Having been immersed in the ballet world growing up, I know a ballerina in rebellion will cut her hair.  Remember when Rosie O’Donnell got her famous haircut and the media crucified her?  I’m not G.I. Jane or Sinead O’Connor.  I wouldn’t look good bald.  So I consulted the wonderful world of Google for some dream meanings to make sense of this dream that threatened to rock my body and cranial image.

Losing one’s hair in a dream spells gloom and doom according to some interpretations (particularly the religious interpretations).  But my dreams are never as concrete as many of the standard interpretations anyway, and I quickly found several interpretations that resonated with me and my current situation.

Losing power was associated with losing hair throughout the various interpretations, but they also noted that the hair that has fallen out (or been cut off) represents something you no longer need.  So losing a clump of hair could be a sign of getting rid of something that no longer serves you or an end to a stressful time of your life.  They also mentioned that losing hair to the point of baldness could signify a whole new chapter in your life because when you get rid of all that doesn’t serve you, you are left with a blank canvas — a bald head, in this case — to start over.  They note that being bald was seen as a sign of wisdom in some ancient cultures, as priests and sages would shave their heads to show they were on a path of knowledge and wisdom. The best explanation said, “You are at a stage in your life where you are confident in fully exposing yourself.” Hmmmmmmm…..

One important thing was whether the hair was falling out on its own or was cut off.  My zoom-in, close-up, Mr. DeMille shot clearly showed that my hair had been shorn off with clippers.  In effect, I was purposely getting rid of things that no longer served me.  I was purposely on a path to greater knowledge and, hopefully, greater wisdom.

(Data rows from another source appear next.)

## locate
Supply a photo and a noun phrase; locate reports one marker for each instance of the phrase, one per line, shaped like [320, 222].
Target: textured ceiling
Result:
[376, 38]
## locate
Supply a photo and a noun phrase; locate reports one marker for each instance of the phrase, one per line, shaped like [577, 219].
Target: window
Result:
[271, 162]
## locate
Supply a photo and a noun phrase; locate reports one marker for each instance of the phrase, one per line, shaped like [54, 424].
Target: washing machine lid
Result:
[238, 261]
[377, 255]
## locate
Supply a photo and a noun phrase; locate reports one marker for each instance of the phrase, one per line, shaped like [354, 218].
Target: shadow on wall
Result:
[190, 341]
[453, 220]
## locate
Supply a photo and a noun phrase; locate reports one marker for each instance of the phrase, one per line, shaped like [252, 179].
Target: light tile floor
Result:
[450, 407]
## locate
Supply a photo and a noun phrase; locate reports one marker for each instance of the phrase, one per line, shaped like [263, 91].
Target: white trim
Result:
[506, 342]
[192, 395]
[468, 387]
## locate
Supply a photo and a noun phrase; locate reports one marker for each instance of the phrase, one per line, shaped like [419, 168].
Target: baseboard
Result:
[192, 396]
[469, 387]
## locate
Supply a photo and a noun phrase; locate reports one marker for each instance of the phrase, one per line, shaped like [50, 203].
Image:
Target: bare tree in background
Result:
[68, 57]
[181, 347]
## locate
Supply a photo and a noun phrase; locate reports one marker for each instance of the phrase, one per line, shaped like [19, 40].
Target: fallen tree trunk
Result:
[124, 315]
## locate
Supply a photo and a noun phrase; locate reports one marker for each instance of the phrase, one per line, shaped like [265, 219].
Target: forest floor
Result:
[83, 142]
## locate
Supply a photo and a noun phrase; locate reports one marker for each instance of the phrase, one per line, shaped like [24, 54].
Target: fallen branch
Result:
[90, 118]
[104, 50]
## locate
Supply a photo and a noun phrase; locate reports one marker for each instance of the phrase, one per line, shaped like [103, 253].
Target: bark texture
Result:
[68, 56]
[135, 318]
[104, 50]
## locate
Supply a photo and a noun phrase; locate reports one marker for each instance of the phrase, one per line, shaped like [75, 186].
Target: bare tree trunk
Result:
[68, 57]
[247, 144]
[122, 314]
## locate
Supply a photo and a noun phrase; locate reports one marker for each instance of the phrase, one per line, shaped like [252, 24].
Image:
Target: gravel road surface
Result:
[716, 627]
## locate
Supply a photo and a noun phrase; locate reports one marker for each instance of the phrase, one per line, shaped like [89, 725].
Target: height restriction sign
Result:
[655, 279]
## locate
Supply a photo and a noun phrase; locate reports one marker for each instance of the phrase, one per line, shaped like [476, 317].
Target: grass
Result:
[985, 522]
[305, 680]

I can only go by what I felt when I woke up.  And with this dream, though I was a little shaken at seeing myself bald, I did not have any bad feelings upon thinking about the dream.  This was one reason I didn’t freak out … like I did after the time I dreamt of all my teeth falling out.  Yikes!

This dream is accurate in my opinion.  Since I’m still processing my Congressional run and getting my personal life and my self back on track for what I should be doing with my life, I can see how this is a good dream to have.  My existence will be uncomfortable as I move forward and let go of the things (and people) that do not enrich my life or my work, but the path (to knowledge and wisdom) is most definitely a path I want to take.